Einst als Tochter des Noise-Labels Troubleman Unlimited ins Leben gerufen, hat sich das Imprint Italians Do It Better als eigenständige Institution für Dance-Pop mit analogem Sound emanzipiert. Mitbetreiber Johnny Jewel ist für drei zentrale Acts des Labels verantwortlich: Glass Candy, Chromatics und Desire. Mit »Themes For An Imaginary Film« ist nun sein erster Soundtrack erschienen.
Johnny Jewel ist etwas geknickt, als ich ihn gegen 14:00 Uhr amerikanischer Ostküsten-Zeit auf dem Mobiltelefon erreiche. Nach einer langen Nacht in seinem Montrealer Studio wollte der Workaholic eigentlich schon längst wieder in ebenjenem sitzen, doch die analoge Technik hat ihm mal wieder einen Strich durch die Rechnung gemacht: Mit einem Ersatzteil für sein Equipment im Gepäck kurvt er nun durch Québec. »Ich habe bis in die frühen Morgenstunden am zweiten Teil unserer Label-Compilation ›After Dark‹ gearbeitet«, entschuldigt sich der hörbar übernächtigte Produzent, Designer und Labelbetreiber für die schwere Erreichbarkeit.
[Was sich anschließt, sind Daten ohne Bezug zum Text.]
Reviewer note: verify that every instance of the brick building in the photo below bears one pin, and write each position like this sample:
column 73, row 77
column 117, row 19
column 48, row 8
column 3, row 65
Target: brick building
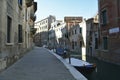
column 109, row 11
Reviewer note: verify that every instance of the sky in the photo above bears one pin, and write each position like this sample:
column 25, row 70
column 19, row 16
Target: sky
column 62, row 8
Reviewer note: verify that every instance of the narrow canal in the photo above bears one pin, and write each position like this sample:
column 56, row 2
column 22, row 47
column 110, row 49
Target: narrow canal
column 104, row 70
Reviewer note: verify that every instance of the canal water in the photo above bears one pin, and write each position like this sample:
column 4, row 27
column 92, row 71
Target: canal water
column 103, row 71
Nun warte Ida No bereits im Studio, um die Arbeiten für das neue Glass-Candy-Album abzuschließen. Seit Jewel vor drei Jahren von Portland nach Montreal gezogen ist, erfordern seine zahlreichen Projekte deutlich mehr Logistik als zuvor. Heimweh verspürt er erstaunlicherweise weniger nach Portland als vielmehr nach Texas: »Ich bin in Texas aufgewachsen und mag die Gegend wirklich sehr. Aber ich könnte dort nicht mehr leben, das wäre emotional sehr schwierig für mich. Eigentlich fühle ich mich heimatlos. Von daher ist es auch relativ egal, wo ich lebe«, gesteht er etwas melancholisch.[ad]Dennoch weiß der Multiinstrumentalist die kulturellen Vorzüge von Kanadas zweitgrößter Stadt zu schätzen: Die Szene ist eng vernetzt und stützt sich. Die Produktivität der hektischen Arbeiterstadt Portland hat sich Jewel ohnehin aufrechterhalten – auch im vergleichsweise gelassenen Montreal.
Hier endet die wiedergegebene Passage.